Companies of all shapes and sizes, Churchill things, should have a strategic plan in place before undertaking any major investments in productivity, with “absolute clarity” on the sectors being targeted, and therefore what technologies are needed to make a success of that, vital.
He said business leaders should test their company’s resilience under a variety of different scenarios, and the potential impact on the cash profile. They must also be clear on how success will be measured. “It’s no good making those investments if you don’t know what success is going to look like.” Companies need to establish what metrics will be tracked, determine a base-line value and the degree of improvement required to remain cost-competitive.
JJ Churchill is looking to change its entire enterprise software system – which deals with everything from accounts through to order processing – to deal with the expected growth. Its existing system to analyse the huge amounts of data produced is around a decade old and involves mountains of offline spreadsheets.
“Whilst they are very powerful, [these spreadsheets] are dumb, they are not real-time, and they are out of date the moment you produce them. The opportunity with newer business information systems is to run all of that analysis in real-time,” Churchill said.
Investing in an uncertain climate
The 81 year-old operation does not expect to cut any of its staff as a result of its investment in technology. Instead, it hopes to drive revenue growth at a faster rate than headcount.
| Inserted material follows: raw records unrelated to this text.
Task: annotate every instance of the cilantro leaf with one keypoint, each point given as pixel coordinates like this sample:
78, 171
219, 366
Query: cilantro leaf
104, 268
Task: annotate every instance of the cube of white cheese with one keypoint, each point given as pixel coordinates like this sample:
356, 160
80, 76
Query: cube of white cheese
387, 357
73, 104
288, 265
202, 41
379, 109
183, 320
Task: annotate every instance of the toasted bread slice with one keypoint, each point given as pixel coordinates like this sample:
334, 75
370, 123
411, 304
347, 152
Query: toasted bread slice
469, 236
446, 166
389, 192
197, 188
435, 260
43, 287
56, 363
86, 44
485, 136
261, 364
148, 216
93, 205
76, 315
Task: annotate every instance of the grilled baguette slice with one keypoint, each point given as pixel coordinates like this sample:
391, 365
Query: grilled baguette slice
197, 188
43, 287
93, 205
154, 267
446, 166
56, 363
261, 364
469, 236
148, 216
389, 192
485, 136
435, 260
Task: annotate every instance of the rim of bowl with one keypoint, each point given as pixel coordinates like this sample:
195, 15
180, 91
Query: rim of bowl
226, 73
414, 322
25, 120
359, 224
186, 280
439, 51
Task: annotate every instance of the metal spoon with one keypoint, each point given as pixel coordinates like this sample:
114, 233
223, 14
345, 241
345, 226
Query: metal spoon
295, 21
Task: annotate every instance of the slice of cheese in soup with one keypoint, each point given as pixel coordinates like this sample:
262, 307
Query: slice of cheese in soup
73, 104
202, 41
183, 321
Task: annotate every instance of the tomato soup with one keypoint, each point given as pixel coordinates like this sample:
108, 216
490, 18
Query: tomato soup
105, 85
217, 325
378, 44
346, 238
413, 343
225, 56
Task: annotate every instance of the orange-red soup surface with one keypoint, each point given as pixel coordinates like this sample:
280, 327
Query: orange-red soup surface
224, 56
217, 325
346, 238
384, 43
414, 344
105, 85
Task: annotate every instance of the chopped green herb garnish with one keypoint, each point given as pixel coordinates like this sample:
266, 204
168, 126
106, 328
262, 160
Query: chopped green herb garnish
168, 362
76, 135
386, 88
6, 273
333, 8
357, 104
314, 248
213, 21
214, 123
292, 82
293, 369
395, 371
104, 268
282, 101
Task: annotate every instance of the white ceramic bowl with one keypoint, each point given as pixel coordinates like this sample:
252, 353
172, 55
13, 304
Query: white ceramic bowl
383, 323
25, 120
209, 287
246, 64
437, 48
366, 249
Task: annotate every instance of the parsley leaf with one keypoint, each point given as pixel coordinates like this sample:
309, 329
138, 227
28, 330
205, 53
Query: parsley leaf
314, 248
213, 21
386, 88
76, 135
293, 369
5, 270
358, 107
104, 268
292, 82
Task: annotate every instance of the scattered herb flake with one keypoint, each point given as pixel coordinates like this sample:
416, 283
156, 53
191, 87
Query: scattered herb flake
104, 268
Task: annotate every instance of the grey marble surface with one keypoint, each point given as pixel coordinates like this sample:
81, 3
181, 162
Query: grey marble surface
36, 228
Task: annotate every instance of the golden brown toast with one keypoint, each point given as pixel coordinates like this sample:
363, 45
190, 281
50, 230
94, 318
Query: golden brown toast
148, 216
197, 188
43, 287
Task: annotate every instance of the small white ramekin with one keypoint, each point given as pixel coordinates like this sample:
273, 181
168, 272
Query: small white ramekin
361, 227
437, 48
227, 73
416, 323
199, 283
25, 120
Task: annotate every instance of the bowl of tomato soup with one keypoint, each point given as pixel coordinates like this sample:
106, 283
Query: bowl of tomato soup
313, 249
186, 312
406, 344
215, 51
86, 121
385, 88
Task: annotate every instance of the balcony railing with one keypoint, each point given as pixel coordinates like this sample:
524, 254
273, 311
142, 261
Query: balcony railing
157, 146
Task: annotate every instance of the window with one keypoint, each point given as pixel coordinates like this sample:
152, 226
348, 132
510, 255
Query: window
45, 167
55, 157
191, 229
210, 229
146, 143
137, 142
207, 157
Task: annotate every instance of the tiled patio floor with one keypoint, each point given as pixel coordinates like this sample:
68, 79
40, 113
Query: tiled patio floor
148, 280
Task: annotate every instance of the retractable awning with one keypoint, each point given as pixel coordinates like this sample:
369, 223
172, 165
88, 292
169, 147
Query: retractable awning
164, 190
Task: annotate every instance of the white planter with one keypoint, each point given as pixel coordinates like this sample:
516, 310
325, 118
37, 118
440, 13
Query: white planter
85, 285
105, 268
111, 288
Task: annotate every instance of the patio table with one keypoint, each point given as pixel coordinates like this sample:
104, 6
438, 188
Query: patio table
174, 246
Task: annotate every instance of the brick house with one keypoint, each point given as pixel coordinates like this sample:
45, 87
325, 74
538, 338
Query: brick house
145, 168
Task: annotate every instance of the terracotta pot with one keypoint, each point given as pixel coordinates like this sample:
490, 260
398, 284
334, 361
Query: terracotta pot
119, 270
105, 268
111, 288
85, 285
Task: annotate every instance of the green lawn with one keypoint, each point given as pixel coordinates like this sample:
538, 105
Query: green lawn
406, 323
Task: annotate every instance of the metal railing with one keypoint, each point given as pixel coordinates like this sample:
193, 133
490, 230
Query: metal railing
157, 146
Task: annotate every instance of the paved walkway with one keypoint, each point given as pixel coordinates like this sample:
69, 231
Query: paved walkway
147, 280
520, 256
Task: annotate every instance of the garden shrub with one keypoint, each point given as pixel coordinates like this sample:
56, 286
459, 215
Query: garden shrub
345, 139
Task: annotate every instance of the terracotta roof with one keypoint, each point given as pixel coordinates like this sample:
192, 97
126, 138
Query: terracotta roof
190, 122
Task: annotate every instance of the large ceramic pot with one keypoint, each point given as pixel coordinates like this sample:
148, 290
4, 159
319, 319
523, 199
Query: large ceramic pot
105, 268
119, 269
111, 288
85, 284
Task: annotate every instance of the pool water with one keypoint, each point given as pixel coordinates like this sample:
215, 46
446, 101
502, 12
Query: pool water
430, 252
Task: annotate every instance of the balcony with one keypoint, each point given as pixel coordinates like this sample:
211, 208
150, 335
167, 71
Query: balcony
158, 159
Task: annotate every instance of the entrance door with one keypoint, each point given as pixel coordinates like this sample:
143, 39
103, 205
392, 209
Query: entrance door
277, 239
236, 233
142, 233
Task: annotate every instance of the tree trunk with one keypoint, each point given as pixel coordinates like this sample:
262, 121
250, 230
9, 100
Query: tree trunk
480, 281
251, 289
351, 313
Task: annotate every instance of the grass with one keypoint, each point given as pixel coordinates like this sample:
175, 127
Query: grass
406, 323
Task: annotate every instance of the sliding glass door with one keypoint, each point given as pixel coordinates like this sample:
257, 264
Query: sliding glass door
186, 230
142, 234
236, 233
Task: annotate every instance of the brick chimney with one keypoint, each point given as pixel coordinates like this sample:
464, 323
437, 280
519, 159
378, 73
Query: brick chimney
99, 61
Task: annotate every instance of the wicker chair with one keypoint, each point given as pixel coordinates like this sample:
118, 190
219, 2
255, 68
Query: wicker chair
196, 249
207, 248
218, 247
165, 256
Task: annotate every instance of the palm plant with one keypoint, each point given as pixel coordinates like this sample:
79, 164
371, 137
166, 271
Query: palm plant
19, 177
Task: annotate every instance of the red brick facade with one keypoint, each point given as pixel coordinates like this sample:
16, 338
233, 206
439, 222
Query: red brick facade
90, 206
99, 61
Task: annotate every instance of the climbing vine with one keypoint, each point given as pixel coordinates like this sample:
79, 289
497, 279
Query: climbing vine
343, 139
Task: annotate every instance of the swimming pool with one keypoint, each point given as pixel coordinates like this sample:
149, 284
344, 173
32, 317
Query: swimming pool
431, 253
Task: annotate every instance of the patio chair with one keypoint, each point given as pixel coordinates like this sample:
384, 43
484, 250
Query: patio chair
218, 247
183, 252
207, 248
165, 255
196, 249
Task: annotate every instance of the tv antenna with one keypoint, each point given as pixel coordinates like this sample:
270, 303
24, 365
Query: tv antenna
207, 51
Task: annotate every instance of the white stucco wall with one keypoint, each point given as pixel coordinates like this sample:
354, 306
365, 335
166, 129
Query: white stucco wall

The aim is to treble revenues over the next five years, while staff numbers will likely increase to around 180 people.
Churchill, layering technology into a business his grandfather set up during World War II, said the company will also need to change the balance of talent it has in-house – creating opportunities for new recruitment.
As the investment is still underway, Churchill is not yet able to showcase tangible results. “I don’t know what the outcome is but, if I don’t do something different, my cost to manufacture will not be globally competitive and therefore I’ve got to innovate.”
The company is going ahead with the investment despite the uncertainty posed by Brexit. “Whatever we can do to improve our competitiveness will pay dividends, no matter what the outcome.”